Le vice-président américain JD Vance a fait son arrivée en Hongrie ce mardi 7 avril 2023, afin d’y exprimer le soutien de Donald Trump envers son allié, le Premier ministre nationaliste Viktor Orbán. Ce déplacement intervient à quelques jours d’élections législatives qui s’annoncent très serrées, prévues pour dimanche prochain.
EN BREF
- JD Vance soutient Viktor Orbán avant des élections législatives cruciales.
- La campagne électorale est marquée par des accusations de manipulation et de corruption.
- Les sondages prédisent une forte opposition au gouvernement en place.
Avant de quitter la base aérienne Andrews, près de Washington, JD Vance a déclaré à la presse qu’il aborderait divers sujets liés aux relations entre les États-Unis et la Hongrie, précisant que des questions concernant l’Europe et l’Ukraine seraient également discutées. Le vice-président a exprimé sa satisfaction à l’idée de retrouver « son bon ami » Viktor Orbán.
Au cours de sa visite, Vance a prévu de prononcer un discours mettant en avant le « riche partenariat entre la Hongrie et les États-Unis ». À 41 ans, il est l’un des critiques les plus virulents des gouvernements européens centristes et progressistes au sein de l’administration américaine, tout en étant un fervent soutien des formations de droite radicale en Europe.
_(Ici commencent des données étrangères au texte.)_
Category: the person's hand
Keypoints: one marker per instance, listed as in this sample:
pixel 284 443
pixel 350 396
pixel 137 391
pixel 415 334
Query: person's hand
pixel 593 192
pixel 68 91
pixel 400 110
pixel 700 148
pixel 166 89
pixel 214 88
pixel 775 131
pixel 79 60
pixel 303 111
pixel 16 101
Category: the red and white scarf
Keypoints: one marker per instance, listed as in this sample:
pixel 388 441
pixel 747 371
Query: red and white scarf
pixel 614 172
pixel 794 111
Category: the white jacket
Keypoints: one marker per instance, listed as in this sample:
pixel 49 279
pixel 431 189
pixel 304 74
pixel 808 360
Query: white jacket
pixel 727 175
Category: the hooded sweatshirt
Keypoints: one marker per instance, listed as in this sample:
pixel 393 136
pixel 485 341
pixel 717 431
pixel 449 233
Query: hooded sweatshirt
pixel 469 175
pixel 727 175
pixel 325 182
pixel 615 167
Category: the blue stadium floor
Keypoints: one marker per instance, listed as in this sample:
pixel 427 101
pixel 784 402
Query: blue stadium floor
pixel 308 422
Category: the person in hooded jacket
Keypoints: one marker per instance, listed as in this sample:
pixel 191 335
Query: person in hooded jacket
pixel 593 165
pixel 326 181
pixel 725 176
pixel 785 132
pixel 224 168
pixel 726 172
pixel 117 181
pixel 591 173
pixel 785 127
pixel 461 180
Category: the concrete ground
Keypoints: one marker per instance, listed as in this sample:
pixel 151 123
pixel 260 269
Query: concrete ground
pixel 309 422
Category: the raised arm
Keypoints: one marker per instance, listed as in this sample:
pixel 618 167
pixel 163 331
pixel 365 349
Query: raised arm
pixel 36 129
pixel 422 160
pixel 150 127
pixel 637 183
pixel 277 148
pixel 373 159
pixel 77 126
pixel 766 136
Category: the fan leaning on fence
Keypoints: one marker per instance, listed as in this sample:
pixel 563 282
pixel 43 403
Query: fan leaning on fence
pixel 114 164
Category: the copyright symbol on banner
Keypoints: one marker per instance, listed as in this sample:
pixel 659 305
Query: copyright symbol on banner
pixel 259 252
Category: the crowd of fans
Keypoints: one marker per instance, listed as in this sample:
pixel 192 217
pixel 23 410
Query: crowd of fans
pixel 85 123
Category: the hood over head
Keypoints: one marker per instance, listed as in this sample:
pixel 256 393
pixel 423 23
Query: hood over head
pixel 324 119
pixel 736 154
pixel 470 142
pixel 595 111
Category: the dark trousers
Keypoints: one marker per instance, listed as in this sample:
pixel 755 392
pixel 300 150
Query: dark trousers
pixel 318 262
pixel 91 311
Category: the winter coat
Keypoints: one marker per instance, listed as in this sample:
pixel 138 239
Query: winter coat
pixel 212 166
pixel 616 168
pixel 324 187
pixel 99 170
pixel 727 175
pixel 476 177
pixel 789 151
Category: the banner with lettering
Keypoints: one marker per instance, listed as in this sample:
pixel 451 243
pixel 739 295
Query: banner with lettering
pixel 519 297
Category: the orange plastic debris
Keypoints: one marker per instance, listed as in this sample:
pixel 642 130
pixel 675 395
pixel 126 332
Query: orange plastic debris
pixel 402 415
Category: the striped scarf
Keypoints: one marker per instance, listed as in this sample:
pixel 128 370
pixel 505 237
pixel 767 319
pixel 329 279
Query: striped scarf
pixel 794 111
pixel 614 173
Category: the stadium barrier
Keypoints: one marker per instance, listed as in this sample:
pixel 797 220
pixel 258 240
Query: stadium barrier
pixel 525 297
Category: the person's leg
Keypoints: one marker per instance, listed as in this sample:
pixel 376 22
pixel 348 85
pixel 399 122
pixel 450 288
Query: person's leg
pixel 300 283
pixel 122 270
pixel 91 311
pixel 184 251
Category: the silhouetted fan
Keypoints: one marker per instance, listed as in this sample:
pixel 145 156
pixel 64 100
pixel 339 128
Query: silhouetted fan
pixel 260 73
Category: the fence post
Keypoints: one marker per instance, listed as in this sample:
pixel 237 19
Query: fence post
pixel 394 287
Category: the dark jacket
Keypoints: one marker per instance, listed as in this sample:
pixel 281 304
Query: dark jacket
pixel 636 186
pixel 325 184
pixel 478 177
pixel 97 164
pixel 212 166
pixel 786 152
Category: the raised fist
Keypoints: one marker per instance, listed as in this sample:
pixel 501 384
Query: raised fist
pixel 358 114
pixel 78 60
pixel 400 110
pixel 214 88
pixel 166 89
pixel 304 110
Cette visite est perçue comme un soutien crucial à Viktor Orbán, alors que le Premier ministre se présente comme le « choix sûr » dans un contexte mondial incertain. Néanmoins, la stagnation économique et l’augmentation de la corruption dans le pays compliquent son argumentation, comme l’ont observé plusieurs analystes.
Depuis seize ans au pouvoir et proche de Moscou, Viktor Orbán serait, selon certains analystes, favorisé par une aide secrète de la Russie pour améliorer ses chances de réélection. Des parlementaires du Conseil de l’Europe ont récemment exprimé leurs inquiétudes concernant la campagne électorale, qualifiée de « toxique » et marquée par une « propagande incendiaire », face à la montée du mécontentement économique et social.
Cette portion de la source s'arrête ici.